From the Language Movement of 1952 to the Liberation War of 1971, our history is replete with defiance in the face of repression.

That’s what makes this moment so disquieting. These incremental erosions—of women’s rights, artistic freedoms, and secular expression—are antithetical to the very ethos that has shaped Bangladesh’s cultural and historical identity.

They are unnatural, imported, and incongruent with the values this nation was built upon. And that is precisely why they are so dangerous.

Bangladesh is not a theocracy. It is a democracy—imperfect but aspirational. And while we may not yet resemble theocratic regimes where extremism dominates law and life, the current trajectory should alarm anyone who believes in a free, equitable society.

The irony is grotesque: those who claim to “protect” Bangladesh from cultural contamination are, in fact, its greatest destabilising force.
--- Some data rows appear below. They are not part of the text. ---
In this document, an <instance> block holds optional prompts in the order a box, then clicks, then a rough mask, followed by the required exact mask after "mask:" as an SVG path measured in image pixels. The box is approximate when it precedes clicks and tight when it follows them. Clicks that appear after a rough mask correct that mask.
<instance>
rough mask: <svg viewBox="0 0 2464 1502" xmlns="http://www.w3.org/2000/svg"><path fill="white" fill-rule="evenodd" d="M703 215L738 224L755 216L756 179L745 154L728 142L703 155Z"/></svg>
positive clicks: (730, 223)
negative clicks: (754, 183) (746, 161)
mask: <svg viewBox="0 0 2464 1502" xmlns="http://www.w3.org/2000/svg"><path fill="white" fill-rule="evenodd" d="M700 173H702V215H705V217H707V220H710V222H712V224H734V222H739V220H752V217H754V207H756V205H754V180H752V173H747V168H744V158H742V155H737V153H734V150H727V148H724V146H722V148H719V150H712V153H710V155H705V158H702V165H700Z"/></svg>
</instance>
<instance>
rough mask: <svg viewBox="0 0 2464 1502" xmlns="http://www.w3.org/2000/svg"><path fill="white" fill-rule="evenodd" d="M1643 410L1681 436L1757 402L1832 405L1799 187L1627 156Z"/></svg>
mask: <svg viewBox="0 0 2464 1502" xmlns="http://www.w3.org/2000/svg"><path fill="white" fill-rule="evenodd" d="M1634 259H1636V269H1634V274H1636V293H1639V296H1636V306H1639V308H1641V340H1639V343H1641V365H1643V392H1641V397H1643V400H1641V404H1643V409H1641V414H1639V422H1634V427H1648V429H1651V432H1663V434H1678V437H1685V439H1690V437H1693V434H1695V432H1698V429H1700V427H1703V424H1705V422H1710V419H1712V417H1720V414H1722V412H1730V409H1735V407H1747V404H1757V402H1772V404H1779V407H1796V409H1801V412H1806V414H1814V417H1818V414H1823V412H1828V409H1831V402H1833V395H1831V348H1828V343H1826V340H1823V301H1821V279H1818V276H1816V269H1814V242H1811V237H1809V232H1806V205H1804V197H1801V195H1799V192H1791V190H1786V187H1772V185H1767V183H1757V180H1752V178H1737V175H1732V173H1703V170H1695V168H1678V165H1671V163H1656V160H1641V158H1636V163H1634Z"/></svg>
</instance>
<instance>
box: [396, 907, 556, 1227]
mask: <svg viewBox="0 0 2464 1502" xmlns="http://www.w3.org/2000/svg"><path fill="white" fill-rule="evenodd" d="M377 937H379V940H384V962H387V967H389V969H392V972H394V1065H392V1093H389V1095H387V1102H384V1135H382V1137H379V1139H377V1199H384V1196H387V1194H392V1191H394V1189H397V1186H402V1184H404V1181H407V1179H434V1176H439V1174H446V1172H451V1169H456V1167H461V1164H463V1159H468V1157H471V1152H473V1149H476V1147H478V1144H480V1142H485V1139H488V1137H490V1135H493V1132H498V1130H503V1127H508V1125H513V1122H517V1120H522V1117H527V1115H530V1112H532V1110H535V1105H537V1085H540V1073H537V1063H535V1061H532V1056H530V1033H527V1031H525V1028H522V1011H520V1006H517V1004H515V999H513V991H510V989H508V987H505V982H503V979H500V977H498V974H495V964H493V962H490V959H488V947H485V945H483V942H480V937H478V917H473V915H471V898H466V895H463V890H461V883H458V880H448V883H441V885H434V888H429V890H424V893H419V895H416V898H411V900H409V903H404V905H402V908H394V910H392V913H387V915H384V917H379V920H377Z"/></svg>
History has shown us—whether in Iran, Afghanistan, or parts of the Arab world—that when religious extremism infiltrates public life unchecked, the result is not order but chaos.

It fractures institutions, corrodes civil liberties, and precipitates long-term socio-political dysfunction.

Today they attack women and art; tomorrow they will demand constitutional amendments, judicial overhauls, and religious policing of governance itself. The longer we appease these forces, the more emboldened they become.

The fundamental question is this: did we fight for a Bangladesh where women are punished for dancing, where books are banned for “blasphemy,” where parades are stripped of their meaning to placate extremists? Is this the culmination of our democratic struggle?

The 2024 uprising promised a new beginning—an audacious reclamation of the people’s voice.

But revolutions are not secured by ballot boxes alone. If we neglect the cultural and social dimensions of this movement, we risk undermining its very foundation.

Despite the grim tides, there remains cause for hope.

Bangladesh has never accepted authoritarianism—whether military or religious—as its default state.

Our greatest strength has always been our resilience, our poets and artists, our students and reformers who have refused to surrender to fear.

The spirit of resistance that created the Mangal Shobhajatra in 1989 still lives in the hearts of young organisers today.

It lives in the artists who build papier-mâché tigers despite threats, in the women who march through Dhaka with their heads held high, and in every citizen who believes that a pluralistic Bangladesh is worth fighting for.

Let us not delude ourselves into thinking these cultural skirmishes are minor. They are, in truth, the frontlines of a battle that will shape the soul of this nation. If we lose these fights now, we may wake up in a country we no longer recognise.

Bangladesh was not born of submission. It was born of struggle. That spirit is not extinguished—it is embattled. And it will rise again.